Fifty-three percent of the people living in Yehuda and Shomron believe that Prime Minister Binyamin Netanyahu‏‏ will yield to pressure from Washington to make significant changes in the Mideast peace plan allowing Israel to unilaterally annex parts of the region, according to a poll release on Monday.

Only 27 percent of respondents said they believe Netanyahu would stand his ground, even at the cost of his relationship with President Donald Trump. The rest gave no opinion.

The poll of 1,182 residents in Yehuda and Shomron was conducted by Direct Polls for the right-wing group Regavim. It was done June 4-7 and had a margin of error of 2.4 percent. Direct Polls is owned by Shlomo Filber, a former Netanyahu confidant who is currently a state’s witness against him in his criminal cases.
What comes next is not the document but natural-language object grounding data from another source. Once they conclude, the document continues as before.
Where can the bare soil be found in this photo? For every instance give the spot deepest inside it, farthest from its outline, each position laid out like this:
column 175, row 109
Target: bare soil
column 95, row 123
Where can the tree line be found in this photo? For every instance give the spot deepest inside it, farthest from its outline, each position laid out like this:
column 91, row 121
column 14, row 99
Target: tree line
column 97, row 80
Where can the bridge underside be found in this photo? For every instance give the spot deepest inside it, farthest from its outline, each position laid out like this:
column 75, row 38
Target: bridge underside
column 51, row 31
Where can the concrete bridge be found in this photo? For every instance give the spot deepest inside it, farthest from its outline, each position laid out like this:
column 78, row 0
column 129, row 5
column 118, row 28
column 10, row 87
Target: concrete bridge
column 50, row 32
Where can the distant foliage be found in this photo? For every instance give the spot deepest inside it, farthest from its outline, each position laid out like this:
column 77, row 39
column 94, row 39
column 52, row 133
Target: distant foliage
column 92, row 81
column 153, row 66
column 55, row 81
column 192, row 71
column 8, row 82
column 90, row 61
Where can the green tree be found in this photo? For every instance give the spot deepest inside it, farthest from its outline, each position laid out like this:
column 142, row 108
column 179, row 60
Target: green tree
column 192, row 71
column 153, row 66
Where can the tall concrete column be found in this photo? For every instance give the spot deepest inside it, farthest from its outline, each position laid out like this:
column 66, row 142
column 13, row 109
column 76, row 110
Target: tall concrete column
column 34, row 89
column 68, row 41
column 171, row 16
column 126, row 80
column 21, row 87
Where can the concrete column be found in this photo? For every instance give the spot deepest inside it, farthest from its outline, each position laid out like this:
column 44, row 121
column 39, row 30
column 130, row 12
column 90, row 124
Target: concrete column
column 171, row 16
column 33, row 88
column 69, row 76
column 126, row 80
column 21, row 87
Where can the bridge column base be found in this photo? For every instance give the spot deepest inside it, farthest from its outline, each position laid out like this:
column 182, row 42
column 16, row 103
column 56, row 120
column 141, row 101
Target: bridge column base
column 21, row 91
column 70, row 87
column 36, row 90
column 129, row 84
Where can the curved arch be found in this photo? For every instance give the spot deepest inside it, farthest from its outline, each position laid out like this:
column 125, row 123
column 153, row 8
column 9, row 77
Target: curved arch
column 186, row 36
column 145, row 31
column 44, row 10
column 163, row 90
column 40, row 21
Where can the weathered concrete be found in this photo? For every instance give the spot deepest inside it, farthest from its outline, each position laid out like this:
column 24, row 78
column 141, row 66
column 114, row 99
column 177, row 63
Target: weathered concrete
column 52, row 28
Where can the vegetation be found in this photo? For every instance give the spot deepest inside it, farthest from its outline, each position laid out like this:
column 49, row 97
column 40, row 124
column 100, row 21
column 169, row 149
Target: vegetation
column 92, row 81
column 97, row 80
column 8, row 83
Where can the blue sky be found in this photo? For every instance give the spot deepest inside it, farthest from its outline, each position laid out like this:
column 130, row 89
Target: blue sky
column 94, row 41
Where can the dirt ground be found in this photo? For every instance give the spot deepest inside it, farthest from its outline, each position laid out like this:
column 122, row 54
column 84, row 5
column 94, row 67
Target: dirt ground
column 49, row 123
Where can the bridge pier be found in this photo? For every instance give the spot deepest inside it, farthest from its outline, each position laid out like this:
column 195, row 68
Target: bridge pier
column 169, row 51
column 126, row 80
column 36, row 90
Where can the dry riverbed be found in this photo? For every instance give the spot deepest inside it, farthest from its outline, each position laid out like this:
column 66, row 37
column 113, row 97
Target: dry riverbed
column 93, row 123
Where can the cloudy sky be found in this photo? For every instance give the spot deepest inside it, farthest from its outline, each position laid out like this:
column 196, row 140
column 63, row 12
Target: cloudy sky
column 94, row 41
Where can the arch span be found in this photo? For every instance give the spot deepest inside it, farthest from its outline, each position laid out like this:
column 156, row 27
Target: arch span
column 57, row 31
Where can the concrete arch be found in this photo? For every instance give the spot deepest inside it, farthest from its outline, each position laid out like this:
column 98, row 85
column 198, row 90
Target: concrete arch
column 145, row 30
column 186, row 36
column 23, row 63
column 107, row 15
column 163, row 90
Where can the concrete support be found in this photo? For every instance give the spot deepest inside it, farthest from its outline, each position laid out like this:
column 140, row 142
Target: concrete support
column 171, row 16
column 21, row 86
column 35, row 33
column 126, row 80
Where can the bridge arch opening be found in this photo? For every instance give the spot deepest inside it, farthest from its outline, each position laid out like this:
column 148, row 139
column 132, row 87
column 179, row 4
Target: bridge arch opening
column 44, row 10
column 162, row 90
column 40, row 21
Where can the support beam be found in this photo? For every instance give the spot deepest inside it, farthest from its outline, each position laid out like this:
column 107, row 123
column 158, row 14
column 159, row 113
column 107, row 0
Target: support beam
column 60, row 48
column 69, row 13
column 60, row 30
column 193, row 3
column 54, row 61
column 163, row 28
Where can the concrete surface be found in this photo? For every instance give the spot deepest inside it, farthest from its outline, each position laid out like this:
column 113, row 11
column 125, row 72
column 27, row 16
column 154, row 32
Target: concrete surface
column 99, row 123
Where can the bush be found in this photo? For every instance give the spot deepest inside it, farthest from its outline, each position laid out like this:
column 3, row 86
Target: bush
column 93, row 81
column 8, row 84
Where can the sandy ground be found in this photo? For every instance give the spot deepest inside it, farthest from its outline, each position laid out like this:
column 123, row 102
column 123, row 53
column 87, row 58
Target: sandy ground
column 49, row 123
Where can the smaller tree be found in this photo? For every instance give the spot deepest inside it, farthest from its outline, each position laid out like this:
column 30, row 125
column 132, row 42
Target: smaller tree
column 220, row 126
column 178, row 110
The data showed that people like the plan, though they thought its prospects of being implemented poor.

Asked if they support it based on their knowledge of its contents, 56 percent said yes and 37 percent said no. But when told the plan calls for agreeing to a future Palestinian state in return for immediate application of sovereignty, the figures reversed, as 60 percent then opposed it and 37 percent continued to support it.

No one euphoric, however. Some 35 percent called the U.S. plan “Good but not perfect,” 20 percent termed it “the best possible plan we could reach,” 28 percent rejected it as “bad and must be opposed,” and 9 percent said it’s “bad but tolerable.”
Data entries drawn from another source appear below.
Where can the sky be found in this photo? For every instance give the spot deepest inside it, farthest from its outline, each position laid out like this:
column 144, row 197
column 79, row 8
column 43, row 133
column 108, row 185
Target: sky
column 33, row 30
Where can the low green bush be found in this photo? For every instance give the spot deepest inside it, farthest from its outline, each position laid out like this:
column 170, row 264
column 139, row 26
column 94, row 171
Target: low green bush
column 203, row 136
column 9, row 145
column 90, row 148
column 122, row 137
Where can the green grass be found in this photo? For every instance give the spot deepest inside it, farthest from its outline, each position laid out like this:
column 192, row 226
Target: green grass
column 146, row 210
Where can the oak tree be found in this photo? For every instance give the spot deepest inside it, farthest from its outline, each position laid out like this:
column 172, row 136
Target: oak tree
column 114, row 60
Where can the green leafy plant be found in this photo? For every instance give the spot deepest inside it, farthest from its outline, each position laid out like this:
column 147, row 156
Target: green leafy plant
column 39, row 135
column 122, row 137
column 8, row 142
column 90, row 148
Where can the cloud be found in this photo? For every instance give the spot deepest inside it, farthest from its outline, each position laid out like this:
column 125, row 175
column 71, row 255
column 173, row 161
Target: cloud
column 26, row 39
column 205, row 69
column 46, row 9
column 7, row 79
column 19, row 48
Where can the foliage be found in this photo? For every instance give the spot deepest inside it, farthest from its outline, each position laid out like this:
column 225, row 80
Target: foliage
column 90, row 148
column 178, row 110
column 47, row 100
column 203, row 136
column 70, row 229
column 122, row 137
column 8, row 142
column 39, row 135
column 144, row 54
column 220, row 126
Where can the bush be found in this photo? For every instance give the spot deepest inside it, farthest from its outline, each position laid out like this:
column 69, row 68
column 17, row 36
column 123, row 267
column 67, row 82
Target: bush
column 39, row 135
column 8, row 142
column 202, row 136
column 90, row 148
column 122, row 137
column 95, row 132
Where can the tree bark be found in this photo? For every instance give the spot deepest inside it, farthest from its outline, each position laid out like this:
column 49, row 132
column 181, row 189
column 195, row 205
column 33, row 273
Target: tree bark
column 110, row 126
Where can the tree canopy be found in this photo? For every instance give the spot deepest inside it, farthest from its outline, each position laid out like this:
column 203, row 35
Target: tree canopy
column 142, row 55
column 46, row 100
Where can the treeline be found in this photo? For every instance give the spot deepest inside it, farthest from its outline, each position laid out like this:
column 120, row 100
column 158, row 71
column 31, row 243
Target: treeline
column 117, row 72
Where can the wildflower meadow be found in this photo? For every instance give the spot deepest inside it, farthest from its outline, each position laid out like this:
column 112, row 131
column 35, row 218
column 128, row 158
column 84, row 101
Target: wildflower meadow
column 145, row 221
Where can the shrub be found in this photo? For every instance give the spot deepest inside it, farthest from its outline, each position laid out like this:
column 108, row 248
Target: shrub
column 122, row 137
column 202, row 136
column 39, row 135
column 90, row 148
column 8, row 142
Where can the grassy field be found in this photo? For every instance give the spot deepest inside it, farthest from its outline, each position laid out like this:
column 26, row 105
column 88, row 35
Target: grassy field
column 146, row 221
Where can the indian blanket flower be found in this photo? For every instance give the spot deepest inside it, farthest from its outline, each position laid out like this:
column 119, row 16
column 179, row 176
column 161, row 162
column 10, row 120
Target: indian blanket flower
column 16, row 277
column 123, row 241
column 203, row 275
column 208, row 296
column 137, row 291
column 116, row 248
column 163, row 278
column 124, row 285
Reasons given for supporting the peace plan: recognition of the Jewish blocs as an intrinsic part of Israel (51 percent), a change in the perception of the settlements by the public (18 percent), American recognition of sovereignty (16 percent), setting the bar unrealistically high for the establishment of a Palestinian state (9 percent) and that it called for no Jewish community to be evacuated (7 percent).